Nadeem Shah, a progressive cotton producer from Matiari, one of Sindh’s best cotton-producing areas, adulterated seeds find its way in Sindh from Rahimyar Khan in Punjab.

“No one checks the marketing of adulterated and impure seed in Sindh. Growers buy all non-Bt variety considering them as Bt,” he says.

Mr Shah, who is also a member of Pakistan Central Cotton Committee’s (PCCC) technical sub-committee which analyses growth and other trends in cotton, believes there is need to transfer technology at grass-roots level such as pest scouting, balanced use of fertiliser, and use of trappers that control pests in fields.

When Bt cotton was introduced, farmers used to obtain 50 to 70 maunds per acre. But per-acre yields are not more than 40 maunds at present.

Growers also use Sindh’s indigenous varieties like sadori, qalandari, rehmani, cris-134, Sindh1, etc, but these varieties don’t give that much productivity. The procurement price of cotton is another factor that disappoints growers. Moreover, the support price of cotton is not fixed.

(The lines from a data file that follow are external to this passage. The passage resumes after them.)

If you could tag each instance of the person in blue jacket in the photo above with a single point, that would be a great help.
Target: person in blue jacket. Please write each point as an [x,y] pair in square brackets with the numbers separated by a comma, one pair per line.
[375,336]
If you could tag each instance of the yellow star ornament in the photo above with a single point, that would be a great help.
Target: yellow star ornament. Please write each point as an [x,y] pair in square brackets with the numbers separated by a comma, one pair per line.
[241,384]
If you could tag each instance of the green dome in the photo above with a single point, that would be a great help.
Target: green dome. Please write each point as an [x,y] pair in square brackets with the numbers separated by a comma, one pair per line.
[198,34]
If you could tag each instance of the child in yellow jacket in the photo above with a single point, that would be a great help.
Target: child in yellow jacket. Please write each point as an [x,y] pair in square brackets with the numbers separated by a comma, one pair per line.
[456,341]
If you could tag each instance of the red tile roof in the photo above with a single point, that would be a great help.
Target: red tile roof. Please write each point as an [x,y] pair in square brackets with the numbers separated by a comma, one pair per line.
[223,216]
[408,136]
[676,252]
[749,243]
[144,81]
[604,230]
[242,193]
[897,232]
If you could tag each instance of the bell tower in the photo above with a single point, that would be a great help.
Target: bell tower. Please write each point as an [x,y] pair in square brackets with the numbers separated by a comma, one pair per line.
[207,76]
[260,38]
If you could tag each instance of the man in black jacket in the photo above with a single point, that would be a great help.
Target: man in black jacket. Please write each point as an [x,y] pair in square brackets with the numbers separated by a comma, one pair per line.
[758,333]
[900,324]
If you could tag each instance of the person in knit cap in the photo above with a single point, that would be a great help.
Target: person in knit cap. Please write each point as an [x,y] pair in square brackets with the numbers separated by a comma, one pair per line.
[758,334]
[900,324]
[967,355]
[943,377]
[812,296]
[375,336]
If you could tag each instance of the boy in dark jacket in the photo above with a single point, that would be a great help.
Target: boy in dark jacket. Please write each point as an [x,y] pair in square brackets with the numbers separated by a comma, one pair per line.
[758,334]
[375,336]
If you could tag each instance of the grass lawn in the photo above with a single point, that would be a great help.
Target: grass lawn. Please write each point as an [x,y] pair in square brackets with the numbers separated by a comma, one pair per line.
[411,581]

The Trading Corporation of Pakistan also avoids intervening to lift cotton in case prices fell below the market average. Growers complain that with an inadequate cotton price, farmers are not able to recover their cost of production.

Many disappointed growers now tend to look towards other crops such as sugar cane whose indicative price is announced every year.

Dr Shahnawaz Khoro, an entomologist at PCCC’s Central Cotton Research Institute Sakrand, agrees that Bt cotton has developed serious issues due to supply of mixed seeds.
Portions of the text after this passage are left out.